Kyle Larson held off Ross Chastain to cap a dominant showing at Homestead-Miami Speedway on Sunday, after leading 199 of the 267 laps over the 1-1/2 mile course.

 

It was Larson’s third win of the season, coming two weeks after the reigning Cup champion was eliminated from this year’s playoffs — and a week after he was intentionally spun by Bubba Wallace in an act of retaliation at Las Vegas.

 

Even though Larson can’t win the title, his Hendrick Motorsports team still can — now having clinched a spot in the field that will decide the owners’ championship in Phoenix.

 

It wasn’t exactly close at the end; Larson beat Chastain to the line by 1.261 seconds. Chastain could have clinched a berth in the winner-take-all Phoenix race for the title if he had won at Homestead.

 

The four-car field for the drivers’ title race will be finalized next week in Martinsville, with seven drivers heading there to compete for three remaining spots. Only Joey Logano, through his win at Las Vegas last week, has his berth clinched.

 

Denny Hamlin is on the wrong side of the cutline going into Martinsville. Chastain is second, Chase Elliott is third and William Byron — the polesitter for Sunday — is fourth.

 

Hamlin is five points back of Byron, followed by Ryan Blaney, Christopher Bell and Chase Briscoe in eighth.

 

Among the playoff drivers, after runner-up Chastain, Hamlin was seventh, Bell 11th, Byron 12th, Elliott 14th, Blaney 17th, Logano 18th and Briscoe 36th in the 36-car field.

 

Martin Truex Jr., who led the field for 28 laps, was headed to the pits late in the race when a caution flag came out — and found trouble as he got there. Larson tapped the back of Truex’s car and Truex wound up spinning 180 degrees and ending up in his stall, but with the front of his car facing the wrong direction.
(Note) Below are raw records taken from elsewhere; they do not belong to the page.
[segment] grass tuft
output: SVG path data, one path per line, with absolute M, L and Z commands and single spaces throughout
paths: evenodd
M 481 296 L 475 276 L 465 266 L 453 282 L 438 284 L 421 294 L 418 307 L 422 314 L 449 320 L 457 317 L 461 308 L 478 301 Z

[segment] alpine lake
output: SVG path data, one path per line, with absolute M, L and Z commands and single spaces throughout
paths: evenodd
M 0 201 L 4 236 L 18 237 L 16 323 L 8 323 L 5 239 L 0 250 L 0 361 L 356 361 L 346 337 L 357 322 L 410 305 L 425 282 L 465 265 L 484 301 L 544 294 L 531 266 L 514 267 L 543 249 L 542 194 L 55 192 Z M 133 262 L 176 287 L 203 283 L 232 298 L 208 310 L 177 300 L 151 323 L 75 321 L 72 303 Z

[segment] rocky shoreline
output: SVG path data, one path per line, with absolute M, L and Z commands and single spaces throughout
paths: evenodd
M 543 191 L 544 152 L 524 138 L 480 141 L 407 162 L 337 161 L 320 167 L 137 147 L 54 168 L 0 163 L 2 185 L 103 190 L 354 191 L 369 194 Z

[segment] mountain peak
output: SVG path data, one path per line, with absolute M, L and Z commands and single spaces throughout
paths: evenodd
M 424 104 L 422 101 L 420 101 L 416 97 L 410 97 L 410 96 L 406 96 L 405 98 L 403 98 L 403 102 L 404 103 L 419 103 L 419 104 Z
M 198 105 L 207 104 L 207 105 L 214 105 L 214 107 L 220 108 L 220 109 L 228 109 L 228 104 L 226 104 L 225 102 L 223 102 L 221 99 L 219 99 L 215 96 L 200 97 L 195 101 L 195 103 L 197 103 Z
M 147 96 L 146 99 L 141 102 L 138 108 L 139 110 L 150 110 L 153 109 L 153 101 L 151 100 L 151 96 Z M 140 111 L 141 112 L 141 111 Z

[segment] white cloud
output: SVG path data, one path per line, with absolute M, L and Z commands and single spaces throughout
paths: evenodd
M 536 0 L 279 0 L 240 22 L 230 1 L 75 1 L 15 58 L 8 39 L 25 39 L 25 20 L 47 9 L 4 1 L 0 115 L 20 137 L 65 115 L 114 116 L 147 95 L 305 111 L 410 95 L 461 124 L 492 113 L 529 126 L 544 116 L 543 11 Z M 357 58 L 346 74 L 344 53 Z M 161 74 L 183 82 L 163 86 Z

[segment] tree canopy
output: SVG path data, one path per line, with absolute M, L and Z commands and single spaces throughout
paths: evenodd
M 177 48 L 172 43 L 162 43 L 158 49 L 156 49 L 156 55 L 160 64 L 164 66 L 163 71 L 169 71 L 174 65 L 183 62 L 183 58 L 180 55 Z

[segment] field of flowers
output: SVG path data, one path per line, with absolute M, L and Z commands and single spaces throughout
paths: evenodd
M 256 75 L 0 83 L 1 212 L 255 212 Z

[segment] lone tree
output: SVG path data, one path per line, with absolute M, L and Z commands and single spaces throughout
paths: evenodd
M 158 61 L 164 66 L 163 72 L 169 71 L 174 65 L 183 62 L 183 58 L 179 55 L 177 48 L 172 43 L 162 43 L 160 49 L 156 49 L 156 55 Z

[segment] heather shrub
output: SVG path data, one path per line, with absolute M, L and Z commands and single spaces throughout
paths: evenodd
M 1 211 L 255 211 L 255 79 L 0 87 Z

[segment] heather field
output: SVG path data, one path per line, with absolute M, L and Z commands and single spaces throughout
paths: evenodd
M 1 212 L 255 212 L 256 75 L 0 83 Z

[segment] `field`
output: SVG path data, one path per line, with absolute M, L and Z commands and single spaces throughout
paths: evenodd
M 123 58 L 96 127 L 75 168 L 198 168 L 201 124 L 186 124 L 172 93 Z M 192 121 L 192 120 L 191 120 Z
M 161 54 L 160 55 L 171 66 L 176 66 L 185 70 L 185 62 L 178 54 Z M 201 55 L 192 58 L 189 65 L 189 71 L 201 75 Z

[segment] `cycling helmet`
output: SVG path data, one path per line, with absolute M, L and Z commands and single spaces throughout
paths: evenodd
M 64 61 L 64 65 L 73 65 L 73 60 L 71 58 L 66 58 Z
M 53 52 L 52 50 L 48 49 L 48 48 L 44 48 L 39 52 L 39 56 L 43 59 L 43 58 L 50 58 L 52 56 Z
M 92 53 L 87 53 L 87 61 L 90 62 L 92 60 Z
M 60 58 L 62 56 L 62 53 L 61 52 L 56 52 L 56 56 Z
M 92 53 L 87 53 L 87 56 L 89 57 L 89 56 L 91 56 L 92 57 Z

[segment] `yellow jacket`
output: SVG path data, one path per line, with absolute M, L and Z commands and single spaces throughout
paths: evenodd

It also seemed possible, given where Truex was, that he might have missed his stall entirely as the setting sun starting casting serious shadow over much of Homestead.

 

Truex came back to finish sixth and raced Hamlin — his teammate — hard for late position, costing Hamlin valuable playoff points.

 

Briscoe — a past winner at Homestead in the trucks and Xfinity series — came into Sunday looking for a big showing that would help his playoff hopes, or even a victory that would clinch his spot in the finale.

 

He didn’t make it out of Stage 2. Briscoe completed only 160 laps, going into the wall and damaging his car beyond repair.

 

NASCAR’s next-to-last race of the season is at Martinsville, with the final playoff spots up for grabs before the finale at Phoenix. Byron held off Logano in overtime to win at Martinsville back in early April.